= Non Dimenticar =

1951 Gino Redi song

"Non Dimenticar" ("Do Not Forget") is the Italian construction for the informal imperative, "non" + infinitive. Originally titled "T'ho voluto bene" ("I loved you so much"), it is a popular song with music by P. G. Redi (Gino Redi, a.k.a. Luigi Pulci), the original Italian lyrics by Michele Galdieri, with English lyrics by Shelley Dobbins. The song was written for the 1951 film Anna (directed by Alberto Lattuada). While actress Silvana Mangano is frequently credited as the singer, in fact, Flo Sandon's dubbed the two songs sung in Anna (the singer retained the apostrophe in her name which was the result of a misprint on her first album cover).

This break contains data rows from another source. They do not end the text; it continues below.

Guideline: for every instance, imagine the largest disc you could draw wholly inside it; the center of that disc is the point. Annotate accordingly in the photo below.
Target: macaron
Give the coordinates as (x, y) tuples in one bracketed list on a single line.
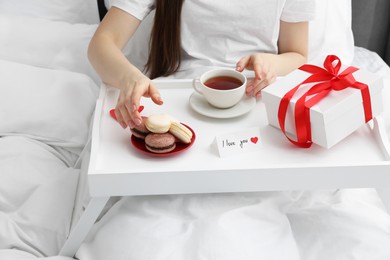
[(140, 131), (160, 143), (181, 132), (158, 123)]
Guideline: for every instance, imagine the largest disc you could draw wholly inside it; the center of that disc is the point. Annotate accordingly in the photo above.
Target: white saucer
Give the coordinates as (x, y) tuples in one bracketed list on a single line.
[(200, 105)]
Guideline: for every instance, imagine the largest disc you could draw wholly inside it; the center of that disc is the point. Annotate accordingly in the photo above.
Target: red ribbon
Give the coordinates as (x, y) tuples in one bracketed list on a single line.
[(327, 79)]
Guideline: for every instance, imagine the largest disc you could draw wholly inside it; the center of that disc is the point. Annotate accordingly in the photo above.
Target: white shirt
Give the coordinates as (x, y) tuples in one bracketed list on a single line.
[(218, 33)]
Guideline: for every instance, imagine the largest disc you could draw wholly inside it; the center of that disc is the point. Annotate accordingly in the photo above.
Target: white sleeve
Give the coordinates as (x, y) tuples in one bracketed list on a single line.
[(299, 10), (138, 8)]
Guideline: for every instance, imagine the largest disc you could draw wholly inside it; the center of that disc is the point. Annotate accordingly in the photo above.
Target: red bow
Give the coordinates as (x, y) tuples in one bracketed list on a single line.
[(327, 79)]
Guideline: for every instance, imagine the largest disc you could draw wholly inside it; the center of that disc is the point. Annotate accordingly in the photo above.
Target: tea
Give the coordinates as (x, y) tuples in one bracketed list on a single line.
[(223, 83)]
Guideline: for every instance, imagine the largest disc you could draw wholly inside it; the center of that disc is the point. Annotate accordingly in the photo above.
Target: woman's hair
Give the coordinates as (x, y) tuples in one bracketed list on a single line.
[(165, 47)]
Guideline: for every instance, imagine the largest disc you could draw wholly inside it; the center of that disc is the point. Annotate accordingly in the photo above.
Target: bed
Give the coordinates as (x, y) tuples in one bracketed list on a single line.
[(47, 98)]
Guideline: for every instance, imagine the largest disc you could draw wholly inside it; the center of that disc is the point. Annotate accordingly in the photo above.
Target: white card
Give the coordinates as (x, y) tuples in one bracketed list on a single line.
[(248, 140)]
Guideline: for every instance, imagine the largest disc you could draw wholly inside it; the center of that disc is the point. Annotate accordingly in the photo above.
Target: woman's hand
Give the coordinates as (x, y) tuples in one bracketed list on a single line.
[(265, 72), (126, 109)]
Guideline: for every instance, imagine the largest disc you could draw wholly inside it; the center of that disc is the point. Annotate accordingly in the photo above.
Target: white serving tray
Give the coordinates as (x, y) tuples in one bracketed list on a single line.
[(118, 169)]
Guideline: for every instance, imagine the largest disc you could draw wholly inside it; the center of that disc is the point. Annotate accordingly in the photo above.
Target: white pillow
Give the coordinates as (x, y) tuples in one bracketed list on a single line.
[(331, 31), (52, 106), (72, 11), (44, 43)]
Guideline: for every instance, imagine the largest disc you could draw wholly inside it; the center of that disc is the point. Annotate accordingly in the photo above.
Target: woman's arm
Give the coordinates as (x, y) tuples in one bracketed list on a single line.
[(106, 56), (105, 48), (292, 53)]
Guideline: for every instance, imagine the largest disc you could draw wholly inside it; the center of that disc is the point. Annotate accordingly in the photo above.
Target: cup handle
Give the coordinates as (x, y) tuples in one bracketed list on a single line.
[(195, 85)]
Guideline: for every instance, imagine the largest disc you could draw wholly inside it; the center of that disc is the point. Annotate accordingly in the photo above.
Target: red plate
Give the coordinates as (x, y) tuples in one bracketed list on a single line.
[(180, 147)]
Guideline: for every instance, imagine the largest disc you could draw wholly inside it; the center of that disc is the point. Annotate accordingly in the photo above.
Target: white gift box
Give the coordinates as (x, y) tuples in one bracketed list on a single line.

The English adaptation was written by Shelly Dobbins in 1954 with the title "Non Dimenticar".

==Title Derivation==
The actual verb in Italian is "dimenticare", but Italian often contracts words, especially in lyrics and poetry. Common verbs like fare (to do) and avere (to have) are often spoken and written as far and aver. In a typical example, the renowned playwright and author Pirandello wrote a short story Lumie di Sicilia ("Citrons from Sicily"). In only the twelve pages of the story, twelve infinitives appear without the final letter e: guardar, trattar, vincer, tentennar, abbandonar, spiccicar, correr, star (three times), frenar and accampar. In addition, conjugated verb forms can have their final letter dropped. In this example, parevan(o) and c'eran(o). There's a noun odor(e) and there are two adverbs as well, ancor(a) and fin(o). The hard and fast rule governing the Italian word for ′′sir′′ or ′′mister′′ is ′′signore′′: when used immediately preceding a name, the final ′′e′′ is dropped.

==Recordings==
- The best-known recording of the song was by Nat King Cole, reaching number 45 on the Billboard magazine charts in 1958.
- Jerry Vale's version was included in his 1963 album "Arriverderci, Roma" LP
- Dean Martin on his 1962 album Dino: Italian Love Songs.
- Peggy Lee for her 1961 album Olé ala Lee.